Adapted from The Art of French Baking
27 Tbsp butter – room temperature
2 1/3 cups confectioners sugar – sifted
5 egg yolks
3 Tbsp plus 1 tsp cooled fresh espresso
To make the buttercream: Beat the butter with the paddle attachment in a mixer until very soft. Beat in the confectioners sugar, then the egg yolks one at a time to make a very smooth creamy mixture. Beat in the espresso to taste – I used way more than the original recipe’s required 2 tsp…
3/4 cup heavy cream
6 oz dark chocolate, finely chopped
1 Tbsp light corn syrup
To make ganache: Place chocolate in a medium bowl. In a heavy sauce pan bring the cream and syrup to a boil. Pour over chocolate, allow to sit for a minute and use a whisk to slowly stir together. Once combined and smooth, use immediately.

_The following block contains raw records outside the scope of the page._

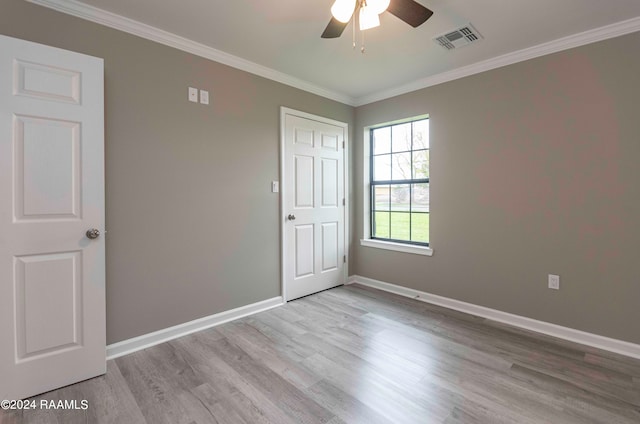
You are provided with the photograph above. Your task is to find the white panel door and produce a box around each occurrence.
[0,36,106,399]
[283,111,347,300]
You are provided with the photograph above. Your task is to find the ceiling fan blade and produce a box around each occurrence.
[387,0,433,28]
[321,18,349,38]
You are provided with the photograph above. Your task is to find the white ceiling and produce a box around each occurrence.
[29,0,640,105]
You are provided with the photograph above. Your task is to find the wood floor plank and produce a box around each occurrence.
[8,285,640,424]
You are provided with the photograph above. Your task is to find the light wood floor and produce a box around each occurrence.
[0,285,640,424]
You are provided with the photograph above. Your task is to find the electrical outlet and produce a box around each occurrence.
[200,90,209,105]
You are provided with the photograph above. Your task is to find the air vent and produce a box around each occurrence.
[433,24,482,50]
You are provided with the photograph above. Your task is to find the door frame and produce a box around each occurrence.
[278,106,350,303]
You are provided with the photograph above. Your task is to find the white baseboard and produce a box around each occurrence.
[348,275,640,359]
[107,296,284,360]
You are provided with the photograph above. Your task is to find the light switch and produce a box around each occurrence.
[189,87,198,103]
[200,90,209,105]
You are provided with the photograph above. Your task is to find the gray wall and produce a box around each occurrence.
[351,33,640,343]
[0,0,640,343]
[0,0,354,343]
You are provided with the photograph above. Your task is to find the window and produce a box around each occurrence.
[369,118,429,247]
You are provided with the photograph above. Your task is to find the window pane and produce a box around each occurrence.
[391,122,411,152]
[411,183,429,212]
[413,119,429,150]
[391,184,411,212]
[373,127,391,155]
[390,212,411,240]
[373,155,391,181]
[411,213,429,243]
[372,212,389,238]
[373,186,391,211]
[413,150,429,178]
[391,152,411,180]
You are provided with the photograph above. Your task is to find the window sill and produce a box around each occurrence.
[360,239,433,256]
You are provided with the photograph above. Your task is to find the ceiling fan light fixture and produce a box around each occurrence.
[331,0,356,23]
[360,5,380,31]
[367,0,391,15]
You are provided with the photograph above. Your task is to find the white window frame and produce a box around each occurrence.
[360,115,433,256]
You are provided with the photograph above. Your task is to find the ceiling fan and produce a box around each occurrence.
[322,0,433,38]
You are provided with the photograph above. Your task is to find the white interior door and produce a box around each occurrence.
[0,36,106,399]
[283,110,347,300]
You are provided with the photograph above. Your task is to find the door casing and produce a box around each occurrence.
[279,106,350,302]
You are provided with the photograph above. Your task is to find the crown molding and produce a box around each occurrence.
[25,0,640,107]
[25,0,355,106]
[354,17,640,107]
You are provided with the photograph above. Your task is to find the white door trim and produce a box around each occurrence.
[278,106,350,303]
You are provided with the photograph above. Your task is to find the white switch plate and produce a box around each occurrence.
[189,87,198,103]
[200,90,209,105]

To assemble: Place one of the cakes upside down on a wire rack. Cover with a generous layer of buttercream then sandwich with second cake. Cover the entire cake with the remaining buttercream. Place in the fridge to set for half an hour. Place the cake (on the wire rack) on a cookie sheet to catch the ganache the drips off. Prepare ganache and pour smoothly over the entire cake using a palette knife to smooth the sides.